For the potter, this pottery business is most happily about the making. This photo from around 2011 says it best. Making is engrossing. Here I am at the very beginning of a goblet.
But selling is the other bookend bracketing my business. Selling; that's as challenging as making. It would be great if everyone loved handmade pottery and wanted to own it. But here's how it really goes: The handmade aspect attracts the relatively few who, in their unsnobbish way (as I make and sell unsnobbish pots, which they seem to understand), are kind of select. I understand that and don't expect everyone to jump up and down every time I unload a kiln. (Fortunately, I have one or two who do!) Most all of my buyers just come along here and there, at random times including times of need-of-gift, and are individuals who have curiosity and willingness to not always be like everyone else and go for the thing everybody has.
I like the part where I get to talk with people. It might be the same conversations many times over- 'How long did it take you to make that? How do you get the shiny finish on the piece? What is the oven like that "bakes" it? Why is there no glaze on the bottom? Do you draw this freehand?' I'm OK to have that conversation repeatedly. It's education and connection, after all; most people don't have 30 years of pottery education to know these things without having to ask.
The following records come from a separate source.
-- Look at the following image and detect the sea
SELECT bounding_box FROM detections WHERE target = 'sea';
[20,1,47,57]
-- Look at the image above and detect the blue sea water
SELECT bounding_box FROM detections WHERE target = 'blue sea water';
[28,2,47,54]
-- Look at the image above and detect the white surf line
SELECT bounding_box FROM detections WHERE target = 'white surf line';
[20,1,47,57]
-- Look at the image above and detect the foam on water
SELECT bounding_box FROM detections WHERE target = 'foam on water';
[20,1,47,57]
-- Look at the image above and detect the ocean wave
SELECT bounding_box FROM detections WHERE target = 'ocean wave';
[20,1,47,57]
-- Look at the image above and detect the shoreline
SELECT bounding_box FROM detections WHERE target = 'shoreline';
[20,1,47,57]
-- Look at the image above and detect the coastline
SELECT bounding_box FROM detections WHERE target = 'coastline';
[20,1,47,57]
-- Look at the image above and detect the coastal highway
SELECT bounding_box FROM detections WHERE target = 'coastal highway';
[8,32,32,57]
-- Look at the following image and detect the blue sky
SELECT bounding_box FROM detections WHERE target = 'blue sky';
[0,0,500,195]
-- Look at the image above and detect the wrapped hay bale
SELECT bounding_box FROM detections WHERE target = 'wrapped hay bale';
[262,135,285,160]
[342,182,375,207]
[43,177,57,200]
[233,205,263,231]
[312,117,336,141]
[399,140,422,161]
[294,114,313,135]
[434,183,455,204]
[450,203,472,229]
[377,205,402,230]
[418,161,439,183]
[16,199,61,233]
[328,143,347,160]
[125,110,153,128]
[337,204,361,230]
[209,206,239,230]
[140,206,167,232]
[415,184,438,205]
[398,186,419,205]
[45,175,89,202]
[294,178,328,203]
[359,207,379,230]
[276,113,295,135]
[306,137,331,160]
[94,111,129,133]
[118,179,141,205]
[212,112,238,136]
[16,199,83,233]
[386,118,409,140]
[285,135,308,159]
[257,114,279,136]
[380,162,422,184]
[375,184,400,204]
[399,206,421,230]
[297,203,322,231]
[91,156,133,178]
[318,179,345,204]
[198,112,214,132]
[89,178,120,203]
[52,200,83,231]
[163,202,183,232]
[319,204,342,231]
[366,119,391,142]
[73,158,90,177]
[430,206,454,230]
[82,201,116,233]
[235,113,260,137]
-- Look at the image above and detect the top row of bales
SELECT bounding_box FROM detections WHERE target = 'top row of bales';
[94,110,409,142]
The people are unique and separate individuals. Even if the piece doesn't get bought after, the conversation is still good. Most of the time in my working life, except while I am teaching, I am in semi-seclusion in the studio. But people, after all, are at both ends of the handmade pottery transaction. Potter>>>allthatprocess<<<Buyer! In the end it becomes a sociable transaction. The pot didn't come off an automated assembly line, and neither did the person who made it, or the person who bought it.
I think about the person enjoying using or giving this thing I've made, that they liked enough to think about and want to touch and purchase. The pottery connects, as does every handmade thing. It bridges gaps. It finishes a circle between people.